Colombia’s next leader pledges changes to peace deal with Farc
▶ Departing president Juan Manuel Santos signed contentious accord in 2016
Colombia’s President-elect, Ivan Duque, appealed for unity after winning a run-off election against a former guerrilla whose rise exposed deep divisions over the nation’s peace process.
The conservative protege of a powerful former president, Alvaro Uribe, was elected on Sunday with 54 per cent of the vote.
He finished more than 12 points ahead of Gustavo Petro, although former rebel’s result was the best ever for the left in one of Latin America’s most conservative nations.
When Mr Duque, 42, takes office in August he will be Colombia’s youngest president in more than a century.
In his first remarks as president-elect he pledged to work to heal divisions and govern for all Colombians. He promised to fight against corruption and the surge in cocaine production, which he called a threat to national security.
“This is the opportunity that we have been waiting for – to turn the page on the politics of polarisation, insults and venom,” Mr Duque told supporters on Sunday night, as he was joined by his young family.
The election was the first since departing president Juan Manuel Santos signed the 2016 peace agreement with the Revolutionary Armed Forces of Colombia, known as Farc. That divisive accord defined the polls.
Mr Duque’s promise to heal the scars from five decades of conflict will need a quick response.
The rebels who demobilised are struggling to fit into civilian life. And large areas of remote territory remain under the control of violent drug gangs and rebel groups.
Mr Duque, who entered politics in 2014 after being lured back to Colombia from Washington by Mr Uribe, repeated pledges made on the campaign trail to retract benefits in the peace accord for top rebel commanders who were behind atrocities.
He and his running mate, Marta Lucia Ramirez, who will become Colombia’s first female vice president, have promised to make changes in the accord.
Mr Petro, meanwhile, energised young voters and drew millions to town squares with speeches pledging to improve the lives of poor Colombians neglected by the political elite.
His more than eight million votes was remarkable in a country where leftist politicians have long been stigmatised because of the civil conflict.
Mr Petro took his loss in stride, refusing to call it a defeat. In a concession speech that at times sounded celebratory, he challenged Mr Duque to break with his hard-line allies, and Mr Uribe in particular.
He also promised to mobilise his considerable following into an opposition that would fight for social reforms and defend the peace accord.
“Those eight million Colombians are not going to let Colombia return to war,” Mr Petro said to a thunderous applause from supporters, who chanted “Resistance”.
Colombia’s peace process, which ends a conflict that killed more than 250,000 people, is considered to be mainly irreversible.
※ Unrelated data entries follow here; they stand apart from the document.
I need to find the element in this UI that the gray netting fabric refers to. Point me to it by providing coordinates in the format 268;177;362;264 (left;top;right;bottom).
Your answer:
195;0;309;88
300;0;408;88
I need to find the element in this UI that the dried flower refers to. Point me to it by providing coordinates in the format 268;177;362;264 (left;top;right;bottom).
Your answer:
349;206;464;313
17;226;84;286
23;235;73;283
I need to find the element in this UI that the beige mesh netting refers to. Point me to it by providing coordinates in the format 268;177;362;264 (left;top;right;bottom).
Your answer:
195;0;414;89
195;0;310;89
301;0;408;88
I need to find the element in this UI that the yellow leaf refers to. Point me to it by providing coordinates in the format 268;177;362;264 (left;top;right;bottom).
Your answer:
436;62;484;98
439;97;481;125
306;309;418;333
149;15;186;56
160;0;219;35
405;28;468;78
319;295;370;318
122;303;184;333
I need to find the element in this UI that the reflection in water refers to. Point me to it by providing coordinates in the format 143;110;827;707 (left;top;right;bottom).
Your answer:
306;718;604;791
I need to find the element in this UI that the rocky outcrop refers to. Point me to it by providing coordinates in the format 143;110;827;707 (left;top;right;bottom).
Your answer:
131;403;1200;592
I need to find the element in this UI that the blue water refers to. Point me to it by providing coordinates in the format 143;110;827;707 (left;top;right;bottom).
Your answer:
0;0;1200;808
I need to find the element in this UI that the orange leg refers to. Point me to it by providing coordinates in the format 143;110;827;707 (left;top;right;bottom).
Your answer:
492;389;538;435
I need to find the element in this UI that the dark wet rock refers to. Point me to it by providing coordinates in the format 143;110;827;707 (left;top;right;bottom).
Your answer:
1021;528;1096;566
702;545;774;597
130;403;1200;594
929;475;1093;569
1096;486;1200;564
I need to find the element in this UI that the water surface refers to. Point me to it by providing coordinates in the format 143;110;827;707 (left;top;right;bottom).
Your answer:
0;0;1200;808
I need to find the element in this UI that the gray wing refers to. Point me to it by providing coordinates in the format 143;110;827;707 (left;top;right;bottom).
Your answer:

Most of the more than 7,000 rebels who surrendered their weapons have started new lives as farmers, community leaders and journalists. Last year, they launched a political party and will soon occupy 10 seats in Congress.
But the accord remains contentious and Mr Duque, through constitutional reform or by decree, could proceed with proposals such as not allowing former guerrillas responsible for human rights abuse to take political office.
The current agreement allows most rebels to avoid jail.
Mr Duque, a father of three, became an adviser almost two decades ago to the man he will succeed as president, who was then Colombia’s finance minister. With Mr Uribe’s backing, he was elected to Colombia’s Senate in 2014.
But Mr Duque is dogged by accusations that he will be a puppet for Mr Uribe, who is constitutionally barred from seeking a third term.
Mr Uribe has been blamed after the military killed thousands of civilians who were falsely said to be rebels.